Besnagar near Bhilsa.

The description

of this route is very important in more than one ways.

In

the first place, it will be seen that Bavarom's settlement was much to the

south of Paithan, which is in Maharashtra, since Paithan was the principal town

of Mulaka province to the south of which lies Asmaka, where Bavarin then was.
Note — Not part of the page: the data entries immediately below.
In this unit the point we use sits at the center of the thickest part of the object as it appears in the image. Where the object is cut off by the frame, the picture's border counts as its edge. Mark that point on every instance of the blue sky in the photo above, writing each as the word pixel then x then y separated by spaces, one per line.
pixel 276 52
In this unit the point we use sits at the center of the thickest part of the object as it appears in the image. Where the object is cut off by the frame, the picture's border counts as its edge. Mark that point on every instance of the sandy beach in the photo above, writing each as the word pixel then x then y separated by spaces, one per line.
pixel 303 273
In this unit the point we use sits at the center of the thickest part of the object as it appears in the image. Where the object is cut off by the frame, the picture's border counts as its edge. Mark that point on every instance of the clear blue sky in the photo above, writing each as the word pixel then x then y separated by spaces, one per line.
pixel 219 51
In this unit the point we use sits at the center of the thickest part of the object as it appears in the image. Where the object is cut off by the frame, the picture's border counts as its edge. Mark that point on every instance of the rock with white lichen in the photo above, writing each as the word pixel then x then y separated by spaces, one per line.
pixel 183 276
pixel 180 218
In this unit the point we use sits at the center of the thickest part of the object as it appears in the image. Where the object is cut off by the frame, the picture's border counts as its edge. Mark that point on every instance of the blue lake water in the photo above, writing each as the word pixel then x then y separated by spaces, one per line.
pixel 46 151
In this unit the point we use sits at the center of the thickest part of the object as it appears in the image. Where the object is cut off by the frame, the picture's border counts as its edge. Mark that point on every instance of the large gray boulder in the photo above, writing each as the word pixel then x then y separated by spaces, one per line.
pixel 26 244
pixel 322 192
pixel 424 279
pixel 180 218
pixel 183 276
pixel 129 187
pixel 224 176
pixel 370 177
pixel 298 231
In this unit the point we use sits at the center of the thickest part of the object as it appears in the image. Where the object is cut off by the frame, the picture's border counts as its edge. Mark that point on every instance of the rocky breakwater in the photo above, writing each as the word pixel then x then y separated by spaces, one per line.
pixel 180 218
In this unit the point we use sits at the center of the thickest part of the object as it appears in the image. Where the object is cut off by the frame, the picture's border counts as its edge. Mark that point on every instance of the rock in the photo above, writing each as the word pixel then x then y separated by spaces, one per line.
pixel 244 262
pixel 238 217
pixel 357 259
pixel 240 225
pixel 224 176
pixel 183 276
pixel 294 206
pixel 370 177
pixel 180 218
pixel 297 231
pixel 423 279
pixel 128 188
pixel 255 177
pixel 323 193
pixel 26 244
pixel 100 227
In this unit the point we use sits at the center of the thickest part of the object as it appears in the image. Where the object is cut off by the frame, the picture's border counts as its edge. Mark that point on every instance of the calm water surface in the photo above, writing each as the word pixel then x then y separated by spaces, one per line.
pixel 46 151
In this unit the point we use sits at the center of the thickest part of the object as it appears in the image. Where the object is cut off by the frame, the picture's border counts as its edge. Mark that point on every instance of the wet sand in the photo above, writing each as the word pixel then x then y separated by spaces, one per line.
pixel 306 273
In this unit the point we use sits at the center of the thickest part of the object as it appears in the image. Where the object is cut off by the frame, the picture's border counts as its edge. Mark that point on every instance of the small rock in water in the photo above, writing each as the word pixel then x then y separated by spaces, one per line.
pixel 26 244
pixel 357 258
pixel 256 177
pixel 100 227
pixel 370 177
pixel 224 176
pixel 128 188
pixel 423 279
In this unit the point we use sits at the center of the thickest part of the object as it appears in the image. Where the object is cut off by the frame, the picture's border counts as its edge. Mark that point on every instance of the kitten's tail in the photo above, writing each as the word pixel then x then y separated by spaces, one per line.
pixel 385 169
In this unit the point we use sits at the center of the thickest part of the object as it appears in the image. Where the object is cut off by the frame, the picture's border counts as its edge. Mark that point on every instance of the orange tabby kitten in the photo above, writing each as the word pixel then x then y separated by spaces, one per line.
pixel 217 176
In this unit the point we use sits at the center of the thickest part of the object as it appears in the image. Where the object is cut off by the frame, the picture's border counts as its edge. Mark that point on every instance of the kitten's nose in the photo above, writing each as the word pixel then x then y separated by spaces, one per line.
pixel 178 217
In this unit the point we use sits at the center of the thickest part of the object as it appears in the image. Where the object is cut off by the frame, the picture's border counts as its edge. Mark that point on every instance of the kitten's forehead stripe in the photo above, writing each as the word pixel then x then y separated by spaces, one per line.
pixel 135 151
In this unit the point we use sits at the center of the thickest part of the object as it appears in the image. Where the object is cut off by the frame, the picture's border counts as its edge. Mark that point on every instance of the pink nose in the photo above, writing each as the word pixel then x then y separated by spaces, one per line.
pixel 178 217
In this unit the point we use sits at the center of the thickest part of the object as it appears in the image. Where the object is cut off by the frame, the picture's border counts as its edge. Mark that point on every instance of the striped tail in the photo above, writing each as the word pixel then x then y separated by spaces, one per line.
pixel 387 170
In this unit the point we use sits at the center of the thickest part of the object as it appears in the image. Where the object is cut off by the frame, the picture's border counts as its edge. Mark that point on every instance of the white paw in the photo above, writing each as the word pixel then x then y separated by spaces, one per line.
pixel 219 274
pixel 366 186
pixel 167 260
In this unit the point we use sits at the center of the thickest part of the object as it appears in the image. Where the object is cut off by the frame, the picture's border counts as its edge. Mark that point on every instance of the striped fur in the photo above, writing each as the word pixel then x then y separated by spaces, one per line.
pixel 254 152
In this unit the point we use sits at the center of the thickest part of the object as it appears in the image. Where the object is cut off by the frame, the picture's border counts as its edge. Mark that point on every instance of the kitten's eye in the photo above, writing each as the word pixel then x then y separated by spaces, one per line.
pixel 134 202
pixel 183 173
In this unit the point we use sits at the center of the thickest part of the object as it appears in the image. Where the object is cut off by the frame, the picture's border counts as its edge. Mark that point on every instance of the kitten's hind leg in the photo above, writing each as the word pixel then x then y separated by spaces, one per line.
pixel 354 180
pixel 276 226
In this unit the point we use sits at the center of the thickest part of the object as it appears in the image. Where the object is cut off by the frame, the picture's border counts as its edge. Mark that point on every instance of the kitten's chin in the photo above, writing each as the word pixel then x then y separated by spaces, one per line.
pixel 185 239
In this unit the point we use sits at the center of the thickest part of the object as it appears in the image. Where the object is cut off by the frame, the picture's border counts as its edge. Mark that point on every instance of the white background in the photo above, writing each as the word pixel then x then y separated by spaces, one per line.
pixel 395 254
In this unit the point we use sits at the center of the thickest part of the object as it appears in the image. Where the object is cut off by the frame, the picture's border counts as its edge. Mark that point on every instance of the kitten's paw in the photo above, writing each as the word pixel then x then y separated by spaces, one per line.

Secondly, it is worthy of note that Bavarin's disciples went to North India , straight

through Vindhyas. This disproves the theory of some scholars that Aryans were

scared of Crossing Vindhyas and went southwards to the Deccan by an easterly

detour around the mountain range.

From

Paithan, the troupe reached Mahissati or Mahismati or Mandhata or Maheswari on the banks of

Narmada, in MP, near Indore. Evidently,

they must have passed to Mahismati

through Vidharbha .

Unlike

Panini, where Asmaka is the only country in South India to be mentioned by him,

Katyayana who wrote aphorism called Vartikas to explain and supplement Panini

and who has been assigned to the middle of 4th century B.c. goes

beyond this.

To a

Panini sutra : Janapada – Sabdat kshatriyad = an (IV. 1.168) , Katyayana adds a

vartika or aphirms , Pandor = dyan , from which we obtain the form Pandya.

Again

we have a sutra of Panini Kambojal = luk (IV.1.175) which lays down that the

word Kamboja denotes not only Kamboja country but also the tribe and their

king. But then there are other words which

are exactly like Kamboja in this respect but which Panini has not mentioned.

Katyayana is, there fore, compelled to supplement the above sutra with the vartika

Kambojadibhyo = lug – vacahannam Choddyartham.

This means that like kamboja, the words choda, kadera and Kerala denote not

only the country , tribe but also the king. It will thus be seen that choda and

Kerala were known to Katyayana but possibly, not to Panini.

However, Artha sastra mentions about Tamraparni river,

in Srilanka and also speaks of pearls being found among other places in the

Tamraparni river, in Pandya kavataka, and near the mt. Mahendra,all situated on

the extremity of the Southern Peninsula. Kautilya's

Pandya kavataka seem to be the same as Pandya vataka or Pandya vatabhava

of the Brihat Samhita (80.2 and 6) Mahendra hills could be Travancore Hills

(JRAS, 1894, 262)

It

is possible that Pandyans are an "Aryan tribe" unlike Cholas. This surmise is sought to be

proved as below:

1.

It is shown above that the word Pandya is

derived from Pandu

2.

Pliny, on the authority of Megasthenes tells us

that they were descended from Pandoea, The only daughter of Krishna. She went

away from the country of Saurasena whose principal town were Mathura and

Krishna Pura (Cleisobora) and was assigned by her father just" that portion of India

which lies southwards and extends to the sea" (IA VI 249-50 and 344) While this

could be taken as a combination of both truth and fiction, it lends credence to

our theory

3.

Ptolemy speaks not only of the Kingdom of

Pandion or Pandya but also of the country of Pandooui In Punjab. (IA, XIII, 331

and 349) these people could be Pandus.

4 Varahamihira

makes mention of a tribe called Pandus & places them in Madhya desa.

(Brihat samhita XIV 3)

That

Pandyans called their capital Mathura supports the above theories. This is

quite in accordance with the practice of the colonists naming the younger towns

after the older. However, we have to remember that there is a third Mathura in

Srilanka and a fourth Mathura in the Eastern Archipelago.

The

Arthasastra talks of a Bhoja king ruling Dandaka or Maharashtra. Bhojas must be

a north Indian tribe who have migrated south to Maharashtra. Similarly, it can be argued, Paithan which is

also in Maharashtra was named after Prathisthana situated near the confluence of

Ganga and Yamuna, the same tradition of

naming younger towns after older ones,as mentioned above, continuing here.